Sylvia Scarlett
Directed by George Cukor
1935/USA
Radio Pictures
First viewing
[box] Michael Fane: [speaking to Sylvia dressed as a boy] “I say, uh! I know what it is that gives me a queer feeling when I look at you. There’s something in you to be painted.”[/box]
This box-office bomb has everything going for it but a coherent script. Sylvia Scarlett (Katharine Hepburn) has lost her mother and her father (Edmund Gwenn) is an embezzler. They flee France for England, Sylvia disguised as a boy for reasons that are pretty unconvincing. On the crossing, they meet Cockney con artist Monkley (Cary Grant). After Sylvia/Sylvester repeatedly foils every scam the men try to work in London, the trio hooks up with a singer and decides to work as a traveling theater company touring seaside towns. Sylvia becomes enamoured of artist Michael (Brian Aherne) and reveals her gender but Michael is in love with an unfaithful Russian. After more comedy and drama, everybody pairs off satisfactorily.

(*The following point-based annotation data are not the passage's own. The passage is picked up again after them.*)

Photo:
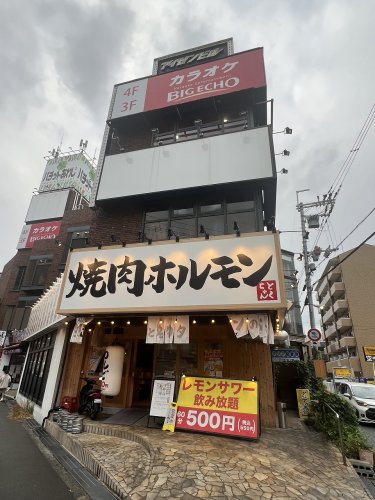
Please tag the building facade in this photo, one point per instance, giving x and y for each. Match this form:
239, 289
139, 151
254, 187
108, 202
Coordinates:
58, 220
346, 294
184, 270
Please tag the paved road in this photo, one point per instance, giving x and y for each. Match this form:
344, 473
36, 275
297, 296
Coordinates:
25, 472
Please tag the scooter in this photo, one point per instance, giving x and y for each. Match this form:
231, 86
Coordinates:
90, 399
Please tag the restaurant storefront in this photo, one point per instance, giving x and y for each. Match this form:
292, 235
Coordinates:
200, 307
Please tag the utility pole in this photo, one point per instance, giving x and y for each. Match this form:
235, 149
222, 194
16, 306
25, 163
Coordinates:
328, 203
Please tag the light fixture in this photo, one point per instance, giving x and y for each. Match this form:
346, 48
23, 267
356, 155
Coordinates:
203, 231
172, 233
283, 153
286, 130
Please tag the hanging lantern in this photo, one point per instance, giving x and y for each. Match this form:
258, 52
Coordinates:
112, 370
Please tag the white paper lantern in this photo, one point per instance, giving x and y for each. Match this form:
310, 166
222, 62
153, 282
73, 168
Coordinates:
112, 370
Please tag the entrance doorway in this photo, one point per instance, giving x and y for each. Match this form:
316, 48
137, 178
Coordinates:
142, 374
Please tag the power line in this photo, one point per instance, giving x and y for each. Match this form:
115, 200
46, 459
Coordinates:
344, 259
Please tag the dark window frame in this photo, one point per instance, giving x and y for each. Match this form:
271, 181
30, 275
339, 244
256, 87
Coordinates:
37, 367
198, 217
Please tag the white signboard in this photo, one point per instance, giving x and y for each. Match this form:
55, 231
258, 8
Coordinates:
225, 273
162, 395
130, 98
69, 171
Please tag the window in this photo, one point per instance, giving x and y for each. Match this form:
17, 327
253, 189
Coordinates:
37, 271
216, 218
19, 279
36, 371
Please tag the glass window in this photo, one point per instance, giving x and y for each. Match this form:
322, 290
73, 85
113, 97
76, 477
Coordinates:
156, 230
165, 360
185, 228
180, 212
240, 206
213, 225
36, 371
188, 359
246, 222
159, 215
209, 209
19, 278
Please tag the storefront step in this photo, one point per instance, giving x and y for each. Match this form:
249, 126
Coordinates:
121, 460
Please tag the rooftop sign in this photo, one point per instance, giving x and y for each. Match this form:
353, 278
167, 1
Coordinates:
241, 71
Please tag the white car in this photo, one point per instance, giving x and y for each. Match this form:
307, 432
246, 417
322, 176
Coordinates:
361, 397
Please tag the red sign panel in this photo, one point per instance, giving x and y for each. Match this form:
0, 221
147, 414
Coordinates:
221, 76
219, 406
231, 74
43, 231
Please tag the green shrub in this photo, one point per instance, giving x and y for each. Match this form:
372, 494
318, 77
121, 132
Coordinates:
324, 420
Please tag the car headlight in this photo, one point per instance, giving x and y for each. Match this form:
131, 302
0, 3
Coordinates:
361, 403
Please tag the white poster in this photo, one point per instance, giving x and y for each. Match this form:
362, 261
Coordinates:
162, 395
79, 327
239, 325
169, 326
181, 330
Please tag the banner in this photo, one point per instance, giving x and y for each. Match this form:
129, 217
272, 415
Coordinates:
167, 329
303, 400
162, 395
218, 406
255, 325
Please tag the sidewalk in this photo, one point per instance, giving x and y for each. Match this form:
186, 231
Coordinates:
144, 463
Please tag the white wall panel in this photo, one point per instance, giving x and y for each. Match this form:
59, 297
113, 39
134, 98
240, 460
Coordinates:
47, 206
215, 160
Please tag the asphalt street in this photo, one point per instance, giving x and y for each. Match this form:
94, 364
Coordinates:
26, 472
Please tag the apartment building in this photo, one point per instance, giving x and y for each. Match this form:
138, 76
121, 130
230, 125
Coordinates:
346, 294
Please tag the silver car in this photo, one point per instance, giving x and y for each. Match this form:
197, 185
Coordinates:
361, 397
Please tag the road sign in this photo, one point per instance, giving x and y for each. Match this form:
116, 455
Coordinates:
314, 334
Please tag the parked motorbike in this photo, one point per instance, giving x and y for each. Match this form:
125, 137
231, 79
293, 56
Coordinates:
90, 399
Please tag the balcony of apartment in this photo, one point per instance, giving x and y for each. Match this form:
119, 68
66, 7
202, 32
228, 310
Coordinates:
323, 288
325, 301
344, 324
328, 316
330, 331
335, 275
340, 307
348, 341
344, 363
333, 347
337, 291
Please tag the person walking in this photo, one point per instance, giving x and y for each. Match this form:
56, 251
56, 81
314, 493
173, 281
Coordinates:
5, 381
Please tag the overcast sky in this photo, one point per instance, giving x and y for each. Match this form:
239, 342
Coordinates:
60, 60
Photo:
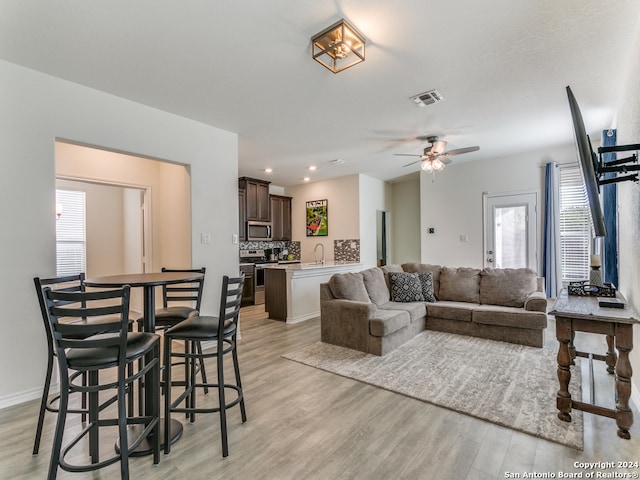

This never grabbed me. The dialogue is pretty fey and the story is all over the place. Grant’s Cockney accent is fairly bad but he does a good job as a rogue and it’s interesting to see him not as the love interest for a change. Everybody else tries mightily to overcome their material with varied success. With the cast and personnel it should have been a classic. Too bad.